ManusiaSenayan.id – Drama legislatif kembali hadir, gengs! Kali ini datang dari panggung utama Komisi III DPR. Sang ketua, Habiburokhman, lagi-lagi curhat di tengah Rapat Dengar Pendapat Umum (RDPU) bareng LPSK dan Peradi soal Revisi KUHAP. Tapi tenang, bukan curhat cinta, ini curhat legislasi.
“Jadi rekan-rekan di DPR, ini kadang-kadang kita udah capek bikin undang-undang dengan gampangnya dipatahkan oleh Mahkamah Konstitusi,” begitulah kira-kira isi hati Bang Habib.
Katanya, MK sekarang punya jurus sakti: meaningful participation, right to be heard, right to be considered, sampe right to be explained. Pokoknya serba “right-right” yang bikin DPR ketar-ketir.
Bayangin aja, DPR udah ngopi berjilid-jilid, debat kayak sinetron, ngundang narasumber sana-sini, eh ujung-ujungnya bisa ke-delete sama 9 orang dewa MK karena dianggap gak ngundang cukup orang buat ngobrolin pasal-pasal itu.

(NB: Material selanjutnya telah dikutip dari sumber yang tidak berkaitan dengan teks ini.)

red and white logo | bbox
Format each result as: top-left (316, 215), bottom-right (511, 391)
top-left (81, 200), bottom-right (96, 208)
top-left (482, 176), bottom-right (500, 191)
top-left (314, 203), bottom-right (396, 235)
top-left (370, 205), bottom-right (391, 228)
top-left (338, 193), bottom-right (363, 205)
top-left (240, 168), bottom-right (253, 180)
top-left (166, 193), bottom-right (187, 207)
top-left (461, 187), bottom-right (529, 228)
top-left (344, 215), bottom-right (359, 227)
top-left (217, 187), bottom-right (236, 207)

Habiburokhman sampai nyeletuk, “Kalau dibilang partisipasi, putusan MK itu tidak melibatkan partisipasi apapun, kecuali 9 orang itu, pendapat saya ini,” Waduh, sindiran halus tapi tajam kayak kopi pahit tanpa gula.
Intinya, DPR minta MK jangan asal stempel “gagal” ke UU buatan mereka. Mereka cuma pengen draf revisi KUHAP ini gak jadi korban ghosting lagi karena kurang “didengar” katanya.
Moral of the story: Bikin UU di negeri ini bukan cuma soal pasal, tapi juga soal siapa yang diajak ngobrol. Kalau nggak, siap-siap kena unmatch sama MK. Selamat datang di reality show politik Indonesia: Legislatif vs Yudikatif, Episode Tak Pernah Tamat.